Simulation in computer graphics must accommodate a wide range of material behaviors under large deformation, topological changes, contact or collision. This dissertation focuses on hybrid Lagrangian/Eulerian methods, especially the Material Point Method (MPM) in computer animation, and we list the major contributions here:
First, we simulate sand dynamics using an elastoplastic, continuum assumption. We demonstrate that the Drucker-Prager plastic flow model combined with a Hencky-strain-based hyperelasticity accurately recreates a wide range of visual sand phenomena with moderate computational expense. The Drucker-Prager model naturally represents the frictional relation between shear and normal stresses through a yield stress criterion. We develop a stress projection algorithm used for enforcing this condition with a non-associative flow rule.

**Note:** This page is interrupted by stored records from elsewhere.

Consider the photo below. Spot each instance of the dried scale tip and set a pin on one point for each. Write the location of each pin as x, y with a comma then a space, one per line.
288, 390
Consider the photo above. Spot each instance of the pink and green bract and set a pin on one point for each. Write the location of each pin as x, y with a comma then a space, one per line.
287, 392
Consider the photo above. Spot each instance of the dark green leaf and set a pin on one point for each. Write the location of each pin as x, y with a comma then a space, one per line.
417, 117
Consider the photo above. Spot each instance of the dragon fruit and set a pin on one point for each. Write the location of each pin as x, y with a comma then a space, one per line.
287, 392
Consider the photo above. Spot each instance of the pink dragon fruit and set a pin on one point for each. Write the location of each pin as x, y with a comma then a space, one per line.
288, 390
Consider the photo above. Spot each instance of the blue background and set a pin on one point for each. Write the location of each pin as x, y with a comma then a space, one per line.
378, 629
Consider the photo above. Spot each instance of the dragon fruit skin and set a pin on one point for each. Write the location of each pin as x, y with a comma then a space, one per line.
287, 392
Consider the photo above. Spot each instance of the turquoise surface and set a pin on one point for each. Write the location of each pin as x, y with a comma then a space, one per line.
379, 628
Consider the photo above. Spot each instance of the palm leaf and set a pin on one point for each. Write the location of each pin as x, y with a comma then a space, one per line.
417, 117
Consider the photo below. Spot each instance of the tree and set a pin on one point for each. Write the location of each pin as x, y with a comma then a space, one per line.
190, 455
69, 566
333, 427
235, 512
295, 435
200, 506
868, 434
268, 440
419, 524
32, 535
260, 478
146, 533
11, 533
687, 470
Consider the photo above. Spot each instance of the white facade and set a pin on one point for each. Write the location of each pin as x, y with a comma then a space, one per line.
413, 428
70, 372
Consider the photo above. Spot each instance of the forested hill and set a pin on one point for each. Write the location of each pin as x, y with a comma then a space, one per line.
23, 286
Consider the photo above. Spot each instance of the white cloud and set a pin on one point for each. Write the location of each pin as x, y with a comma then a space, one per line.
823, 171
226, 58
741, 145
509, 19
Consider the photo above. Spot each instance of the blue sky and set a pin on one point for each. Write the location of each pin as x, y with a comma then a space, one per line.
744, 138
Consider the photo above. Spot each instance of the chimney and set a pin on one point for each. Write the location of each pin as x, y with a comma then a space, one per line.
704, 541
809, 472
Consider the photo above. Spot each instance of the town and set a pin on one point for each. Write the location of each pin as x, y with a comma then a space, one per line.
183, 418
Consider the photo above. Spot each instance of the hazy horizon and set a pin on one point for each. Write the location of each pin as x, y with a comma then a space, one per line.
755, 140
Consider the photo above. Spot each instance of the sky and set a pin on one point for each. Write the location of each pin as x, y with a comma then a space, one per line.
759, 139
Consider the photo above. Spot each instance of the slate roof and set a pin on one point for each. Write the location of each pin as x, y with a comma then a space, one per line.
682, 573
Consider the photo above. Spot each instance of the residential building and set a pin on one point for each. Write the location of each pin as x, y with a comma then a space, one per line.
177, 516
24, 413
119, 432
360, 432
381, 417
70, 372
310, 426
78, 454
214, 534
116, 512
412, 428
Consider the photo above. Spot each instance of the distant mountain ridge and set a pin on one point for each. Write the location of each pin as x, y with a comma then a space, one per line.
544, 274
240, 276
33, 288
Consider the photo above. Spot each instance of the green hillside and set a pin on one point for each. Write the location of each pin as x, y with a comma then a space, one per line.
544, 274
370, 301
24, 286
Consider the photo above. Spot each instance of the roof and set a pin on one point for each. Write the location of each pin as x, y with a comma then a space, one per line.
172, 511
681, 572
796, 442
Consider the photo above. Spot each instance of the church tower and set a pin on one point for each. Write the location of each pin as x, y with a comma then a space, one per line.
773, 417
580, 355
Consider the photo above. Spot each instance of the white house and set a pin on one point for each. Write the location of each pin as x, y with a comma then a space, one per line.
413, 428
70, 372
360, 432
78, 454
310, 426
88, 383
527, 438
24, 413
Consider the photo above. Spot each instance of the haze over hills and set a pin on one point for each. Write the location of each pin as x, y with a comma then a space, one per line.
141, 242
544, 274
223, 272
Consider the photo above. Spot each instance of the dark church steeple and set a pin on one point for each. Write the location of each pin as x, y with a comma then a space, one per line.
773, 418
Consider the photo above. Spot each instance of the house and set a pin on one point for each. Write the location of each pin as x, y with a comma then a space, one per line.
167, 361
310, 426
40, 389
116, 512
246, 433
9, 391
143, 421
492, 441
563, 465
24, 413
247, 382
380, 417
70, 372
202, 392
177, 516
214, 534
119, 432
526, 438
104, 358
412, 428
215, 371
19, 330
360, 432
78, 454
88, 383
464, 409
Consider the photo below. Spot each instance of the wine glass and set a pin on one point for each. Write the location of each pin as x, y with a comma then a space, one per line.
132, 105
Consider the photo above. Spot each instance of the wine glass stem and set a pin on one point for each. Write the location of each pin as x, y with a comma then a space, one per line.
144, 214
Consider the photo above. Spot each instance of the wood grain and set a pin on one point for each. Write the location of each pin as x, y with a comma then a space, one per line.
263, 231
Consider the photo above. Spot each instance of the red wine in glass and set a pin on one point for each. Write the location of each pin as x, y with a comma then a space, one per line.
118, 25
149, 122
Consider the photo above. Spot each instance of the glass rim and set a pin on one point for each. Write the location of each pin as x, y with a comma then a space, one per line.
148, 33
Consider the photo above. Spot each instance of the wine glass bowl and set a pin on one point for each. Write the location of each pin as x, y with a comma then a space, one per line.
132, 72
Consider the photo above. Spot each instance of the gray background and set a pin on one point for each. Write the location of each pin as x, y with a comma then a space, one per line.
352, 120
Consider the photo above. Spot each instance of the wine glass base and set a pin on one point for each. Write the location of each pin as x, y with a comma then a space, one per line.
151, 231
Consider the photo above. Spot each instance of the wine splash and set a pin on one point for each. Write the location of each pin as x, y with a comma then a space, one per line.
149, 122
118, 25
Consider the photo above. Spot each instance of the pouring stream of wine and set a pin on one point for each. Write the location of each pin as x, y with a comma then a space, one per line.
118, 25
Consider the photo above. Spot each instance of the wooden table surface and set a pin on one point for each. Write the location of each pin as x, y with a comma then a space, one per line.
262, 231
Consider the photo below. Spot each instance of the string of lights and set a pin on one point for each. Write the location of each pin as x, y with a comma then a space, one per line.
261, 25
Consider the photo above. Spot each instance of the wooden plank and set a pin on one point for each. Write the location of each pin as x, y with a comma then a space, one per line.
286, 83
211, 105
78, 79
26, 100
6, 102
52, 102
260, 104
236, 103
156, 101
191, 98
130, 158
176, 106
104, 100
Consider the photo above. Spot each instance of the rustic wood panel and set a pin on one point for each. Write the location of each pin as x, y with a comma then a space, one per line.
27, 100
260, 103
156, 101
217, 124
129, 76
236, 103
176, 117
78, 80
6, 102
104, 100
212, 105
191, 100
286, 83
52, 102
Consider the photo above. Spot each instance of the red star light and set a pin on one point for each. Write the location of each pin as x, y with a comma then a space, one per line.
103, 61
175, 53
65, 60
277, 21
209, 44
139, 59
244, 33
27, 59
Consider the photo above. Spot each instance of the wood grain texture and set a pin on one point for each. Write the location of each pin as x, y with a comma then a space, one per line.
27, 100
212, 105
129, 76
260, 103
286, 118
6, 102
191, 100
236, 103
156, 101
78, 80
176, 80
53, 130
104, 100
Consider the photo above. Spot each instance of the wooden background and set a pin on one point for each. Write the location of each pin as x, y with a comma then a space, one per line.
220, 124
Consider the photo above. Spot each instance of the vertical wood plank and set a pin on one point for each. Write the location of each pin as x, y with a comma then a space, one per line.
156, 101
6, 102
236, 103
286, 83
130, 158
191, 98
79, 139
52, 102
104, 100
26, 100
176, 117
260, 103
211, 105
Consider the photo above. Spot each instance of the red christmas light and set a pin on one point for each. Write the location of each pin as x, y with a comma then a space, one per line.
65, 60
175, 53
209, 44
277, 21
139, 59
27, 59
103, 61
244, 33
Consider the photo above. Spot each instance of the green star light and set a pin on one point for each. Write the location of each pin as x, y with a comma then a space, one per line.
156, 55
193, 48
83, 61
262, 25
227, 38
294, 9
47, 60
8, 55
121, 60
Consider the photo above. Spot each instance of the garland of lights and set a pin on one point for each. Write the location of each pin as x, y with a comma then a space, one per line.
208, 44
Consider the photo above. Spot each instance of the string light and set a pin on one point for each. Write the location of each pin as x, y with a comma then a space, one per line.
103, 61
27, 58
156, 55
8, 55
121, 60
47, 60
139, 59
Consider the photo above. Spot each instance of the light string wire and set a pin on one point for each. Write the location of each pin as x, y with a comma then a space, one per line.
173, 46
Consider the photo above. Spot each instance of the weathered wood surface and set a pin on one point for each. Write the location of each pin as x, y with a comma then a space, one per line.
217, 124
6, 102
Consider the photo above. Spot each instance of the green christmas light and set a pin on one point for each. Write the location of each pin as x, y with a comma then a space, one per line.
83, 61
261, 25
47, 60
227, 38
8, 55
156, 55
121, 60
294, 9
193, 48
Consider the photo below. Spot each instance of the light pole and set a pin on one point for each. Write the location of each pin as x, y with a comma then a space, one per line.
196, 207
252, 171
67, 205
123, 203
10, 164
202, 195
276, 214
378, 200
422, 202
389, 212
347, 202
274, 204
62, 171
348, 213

We further extend the idea of simulating sand dynamics using an elastoplastic continuum assumption to codimensional objects. Our second contribution is to introduce a novel method for simulation of thin shells with frictional contact using a combination of the MPM and subdivision finite elements. The shell kinematics are assumed to follow a continuum shell model which is decomposed into a Kirchhoff-Love motion that rotates the mid-surface normals followed by shearing and compression/extension of the material along the mid-surface normal. We use this decomposition to decouple resolving contact and shearing from the bending resistance components of stress. Our approach is capable of simulating challenging shell contact scenarios with hundreds of thousands to millions of degrees of freedom with a moderate cost of only a few minutes per frame.
Our third contribution is to introduce a novel transfer scheme for hybrid Lagrangian/Eulerian simulations. Recently the Affine Particle-In-Cell (APIC) Method was introduced to improve the accuracy of the transfers in Particle-In-Cell (PIC) without suffering from the noise present in the historic alternative, Fluid-Implicit-Particle (FLIP). We generalize APIC by augmenting each particle with a more general local function. Our transfers are designed to select particle-wise polynomial approximations to the grid velocity that are optimal in the local mass-weighted $L^2$ norm. With only marginal additional cost, our generalization improves kinetic energy conservation during transfers which leads to better vorticity resolution in fluid simulations and less numerical damping in elastoplasticity simulations.